News Local/State

Urbana Police Department Deploys New Body Cameras For Officers

 

Anna Casey/Illinois Public Media

The Urbana Police Department announced last week that it will join the growing number of police departments around the country that equip officers with body-worn cameras.

Lieutenant Joel Sanders with the Urbana Police Department said the new cameras can be used to help train officers, but will also help the department maintain a level of transparency with the community. 

“Our community, our citizens demand transparency,” Sanders said. “While we (Urbana) like to think we’re fairly transparent, we can always do more.”

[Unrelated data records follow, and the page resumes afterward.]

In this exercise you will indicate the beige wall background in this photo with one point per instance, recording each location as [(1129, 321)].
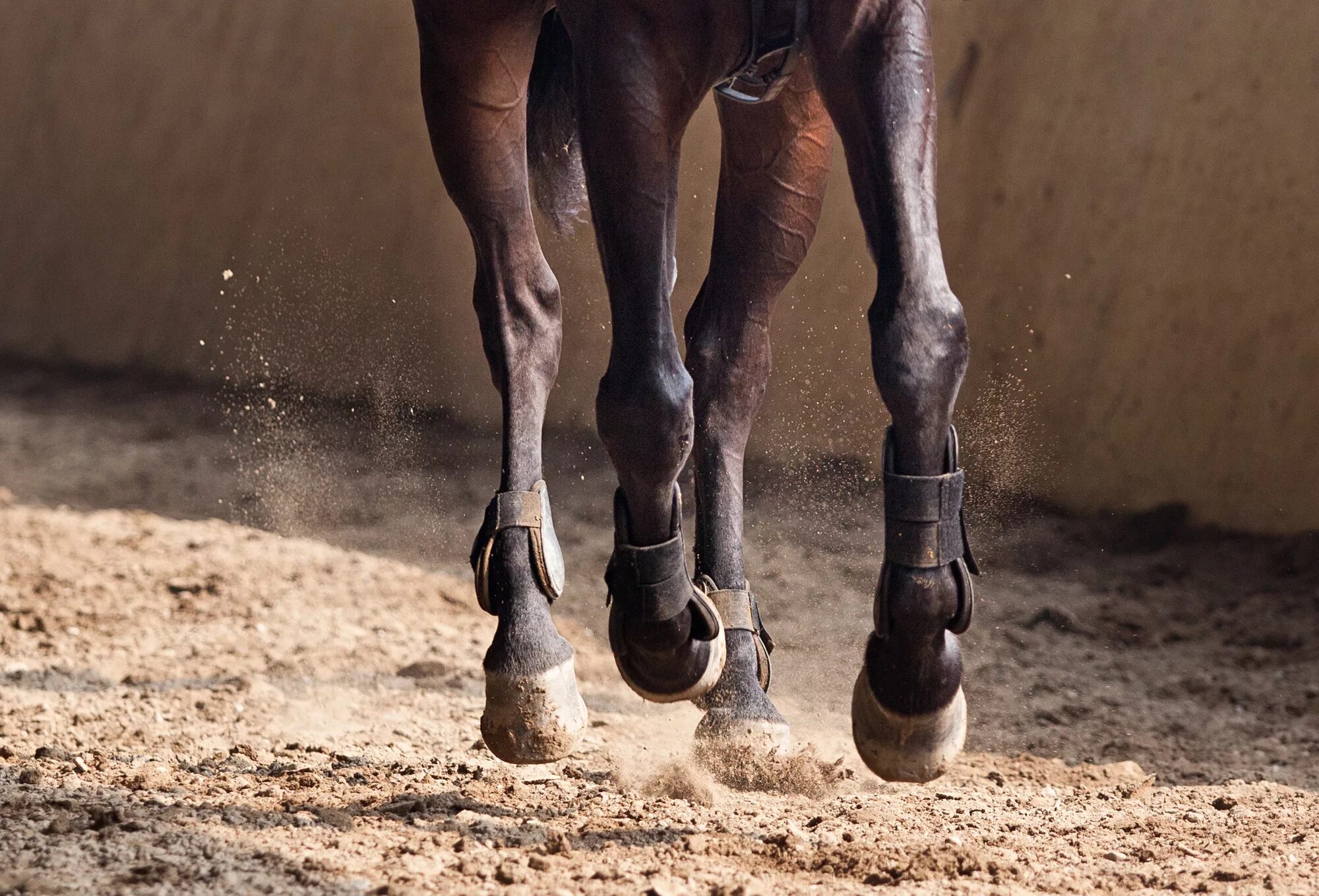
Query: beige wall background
[(1128, 194)]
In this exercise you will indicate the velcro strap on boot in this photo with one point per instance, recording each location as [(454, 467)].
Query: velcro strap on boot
[(530, 510), (923, 520), (739, 611), (651, 582)]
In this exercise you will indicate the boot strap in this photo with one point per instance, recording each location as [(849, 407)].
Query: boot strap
[(652, 580), (925, 527), (530, 510), (739, 611)]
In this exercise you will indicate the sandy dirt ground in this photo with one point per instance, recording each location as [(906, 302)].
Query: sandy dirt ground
[(239, 653)]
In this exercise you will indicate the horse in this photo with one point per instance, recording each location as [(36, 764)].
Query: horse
[(582, 104)]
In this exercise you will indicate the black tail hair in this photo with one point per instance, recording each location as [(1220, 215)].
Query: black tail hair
[(553, 149)]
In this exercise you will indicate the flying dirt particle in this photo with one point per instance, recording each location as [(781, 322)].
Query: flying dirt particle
[(797, 773), (681, 782)]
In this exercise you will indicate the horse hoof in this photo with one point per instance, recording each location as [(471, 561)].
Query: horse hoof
[(898, 748), (713, 654), (727, 731), (534, 719)]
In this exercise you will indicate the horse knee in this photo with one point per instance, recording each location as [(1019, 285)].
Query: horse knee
[(519, 310), (646, 419), (920, 349)]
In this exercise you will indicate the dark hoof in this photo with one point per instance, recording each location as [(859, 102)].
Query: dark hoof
[(899, 748), (667, 637), (669, 676), (534, 719), (731, 731), (739, 716)]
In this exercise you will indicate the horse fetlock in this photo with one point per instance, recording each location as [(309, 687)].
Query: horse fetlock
[(917, 604)]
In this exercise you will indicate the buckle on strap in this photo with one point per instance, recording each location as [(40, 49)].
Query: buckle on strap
[(739, 611), (530, 510), (925, 527)]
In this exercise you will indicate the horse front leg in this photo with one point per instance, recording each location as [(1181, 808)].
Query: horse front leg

The department purchased 60 body cameras that attach to the front of officer uniforms. They also invested in 14 new squad car cameras and two interview room cameras that are part of an integrated video recording system designed by a Dallas-area company called WatchGuard. Sanders said the department made the decision to invest in the equipment now because the cameras on the squad cars, which last about six years, were due to be replaced.

“We thought if we were ever going to do body-worn cameras, now would be the time,” Sanders said.

An increasing number of police departments around the country have invested in body cameras for officers in the five years since Michael Brown, an unarmed black teenager, was shot by a white police officer in Ferguson, Missouri. The officer was not charged in the fatal shooting, but in the days after the grand jury trail, Brown’s family urged people in a statement to work to ensure that “every police officer working the streets in this country wears a body camera," and prompted police departments to look more closely at their body camera polices.

About one third of police departments nationwide use body cameras, and about 50 percent had plans to do so, according to a 2018 report from the nonprofit Police Executive Research Forum, a Washington-based research group. Sanders said that Urbana is the last of the five major departments in Champaign County to implement body cameras, and that the delay was primarily an issue of cost.

The Urbana Police Department’s purchase was largely paid for using existing funds that had already been scheduled to be used in the replacement of the squad car cameras, the department said. The total cost for the recording system and software was about $220,000.

Currently, about seven officers are using the new equipment. It will be 13 to 20 weeks before every officer on patrol will be deployed with a camera. Sanders hopes the new body cameras will show the community what officers do, and help officers understand more about their interactions for training purposes.

“While a body-worn camera, or in-squad car camera isn’t the whole story, it helps with part of the story,” Sanders said.